In other words, the amount of data stored in a database is very, very large, but it is not possible to organize the data into a form that satisfies the requirements of a particular condition (in memory, order, address succession). In this case, how to get the data faster? That's what the index does.

The B + tree is suitable for database indexing, and it is estimated that it takes only a few times to access the disk to find data from a large amount of data.

Resources Summary:

From database storage, file structure talking about B-tree, hash

The reading and writing principle of hard disk

Talking about R-trees from B-tree, b* tree,

B-Tree and B + Tree applications: Data Search and database indexing

Elementary introduction to algorithm and data structure (10): Balance Tree B Tree

B-Tree Learning Summary

Contact Us

The content source of this page is from Internet, which doesn't represent Alibaba Cloud's opinion; products and services mentioned on that page don't have any relationship with Alibaba Cloud. If the content of the page makes you feel confusing, please write us an email, we will handle the problem within 5 days after receiving your email.

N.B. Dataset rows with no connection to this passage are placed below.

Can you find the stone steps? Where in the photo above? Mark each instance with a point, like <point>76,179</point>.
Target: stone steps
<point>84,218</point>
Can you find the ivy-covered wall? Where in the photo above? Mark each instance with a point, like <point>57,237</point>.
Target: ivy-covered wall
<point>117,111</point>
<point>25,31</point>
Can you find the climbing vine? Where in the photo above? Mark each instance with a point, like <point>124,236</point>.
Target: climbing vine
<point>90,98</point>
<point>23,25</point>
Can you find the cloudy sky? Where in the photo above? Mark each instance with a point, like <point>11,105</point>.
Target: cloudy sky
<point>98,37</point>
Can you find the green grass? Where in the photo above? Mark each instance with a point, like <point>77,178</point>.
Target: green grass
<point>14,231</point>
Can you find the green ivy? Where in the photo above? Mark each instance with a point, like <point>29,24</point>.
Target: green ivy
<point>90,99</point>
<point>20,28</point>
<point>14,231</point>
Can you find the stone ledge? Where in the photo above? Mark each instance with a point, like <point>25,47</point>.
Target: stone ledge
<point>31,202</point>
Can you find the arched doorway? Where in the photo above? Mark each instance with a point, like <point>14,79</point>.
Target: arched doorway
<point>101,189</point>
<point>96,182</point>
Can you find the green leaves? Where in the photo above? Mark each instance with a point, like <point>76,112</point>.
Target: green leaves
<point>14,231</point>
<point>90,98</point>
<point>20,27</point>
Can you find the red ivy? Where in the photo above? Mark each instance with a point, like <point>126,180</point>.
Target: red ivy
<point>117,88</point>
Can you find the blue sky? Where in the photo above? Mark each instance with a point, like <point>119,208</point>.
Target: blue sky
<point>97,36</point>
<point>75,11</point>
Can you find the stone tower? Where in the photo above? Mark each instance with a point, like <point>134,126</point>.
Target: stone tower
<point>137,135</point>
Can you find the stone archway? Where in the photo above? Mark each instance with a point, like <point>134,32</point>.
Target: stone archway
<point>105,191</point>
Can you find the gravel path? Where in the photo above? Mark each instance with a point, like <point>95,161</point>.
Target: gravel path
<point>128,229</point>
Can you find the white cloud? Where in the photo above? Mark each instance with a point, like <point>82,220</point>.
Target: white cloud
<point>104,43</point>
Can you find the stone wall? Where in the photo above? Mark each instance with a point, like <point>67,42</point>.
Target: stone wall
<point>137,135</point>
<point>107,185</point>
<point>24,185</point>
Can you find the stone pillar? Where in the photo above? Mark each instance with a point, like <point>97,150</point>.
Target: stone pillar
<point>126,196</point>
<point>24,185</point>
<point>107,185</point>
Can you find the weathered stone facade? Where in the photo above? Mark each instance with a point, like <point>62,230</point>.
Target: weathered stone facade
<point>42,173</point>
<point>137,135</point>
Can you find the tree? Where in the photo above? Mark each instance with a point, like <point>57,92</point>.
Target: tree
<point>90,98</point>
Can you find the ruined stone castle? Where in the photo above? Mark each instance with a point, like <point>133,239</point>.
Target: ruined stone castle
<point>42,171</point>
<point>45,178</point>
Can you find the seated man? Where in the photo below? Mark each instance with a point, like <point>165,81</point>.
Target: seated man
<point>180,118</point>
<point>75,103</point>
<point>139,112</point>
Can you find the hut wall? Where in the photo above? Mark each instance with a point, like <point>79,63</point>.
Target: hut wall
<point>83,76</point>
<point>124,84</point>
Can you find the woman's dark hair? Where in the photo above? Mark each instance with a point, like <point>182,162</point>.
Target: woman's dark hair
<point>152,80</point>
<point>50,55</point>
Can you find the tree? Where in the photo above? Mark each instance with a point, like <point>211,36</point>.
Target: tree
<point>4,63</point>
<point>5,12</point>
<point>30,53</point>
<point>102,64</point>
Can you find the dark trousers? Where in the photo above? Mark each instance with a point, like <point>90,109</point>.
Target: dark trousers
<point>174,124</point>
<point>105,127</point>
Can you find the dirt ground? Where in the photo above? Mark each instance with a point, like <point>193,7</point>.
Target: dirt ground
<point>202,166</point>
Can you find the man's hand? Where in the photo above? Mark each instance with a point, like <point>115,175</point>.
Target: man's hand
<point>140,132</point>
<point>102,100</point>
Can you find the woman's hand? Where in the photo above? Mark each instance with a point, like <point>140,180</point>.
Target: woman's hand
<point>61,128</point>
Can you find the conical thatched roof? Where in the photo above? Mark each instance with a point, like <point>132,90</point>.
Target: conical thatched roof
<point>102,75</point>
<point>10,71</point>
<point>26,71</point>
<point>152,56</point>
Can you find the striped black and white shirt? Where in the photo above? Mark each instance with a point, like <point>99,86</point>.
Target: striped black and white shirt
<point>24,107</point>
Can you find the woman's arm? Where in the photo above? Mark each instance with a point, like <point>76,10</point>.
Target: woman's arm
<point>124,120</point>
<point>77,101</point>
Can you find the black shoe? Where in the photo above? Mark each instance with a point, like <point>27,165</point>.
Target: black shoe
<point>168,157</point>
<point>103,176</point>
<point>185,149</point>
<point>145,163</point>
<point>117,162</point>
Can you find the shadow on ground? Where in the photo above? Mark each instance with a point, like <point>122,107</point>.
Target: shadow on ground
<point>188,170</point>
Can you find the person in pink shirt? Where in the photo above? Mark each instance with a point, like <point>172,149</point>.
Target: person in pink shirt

If you find any instances of plagiarism from the community, please send an email to: info-contact@alibabacloud.com and provide relevant evidence. A staff member will contact you within 5 working days.

A Free Trial That Lets You Build Big!

Start building with 50+ products and up to 12 months usage for Elastic Compute Service

  • Sales Support

    1 on 1 presale consultation

  • After-Sales Support

    24/7 Technical Support 6 Free Tickets per Quarter Faster Response

  • Alibaba Cloud offers highly flexible support services tailored to meet your exact needs.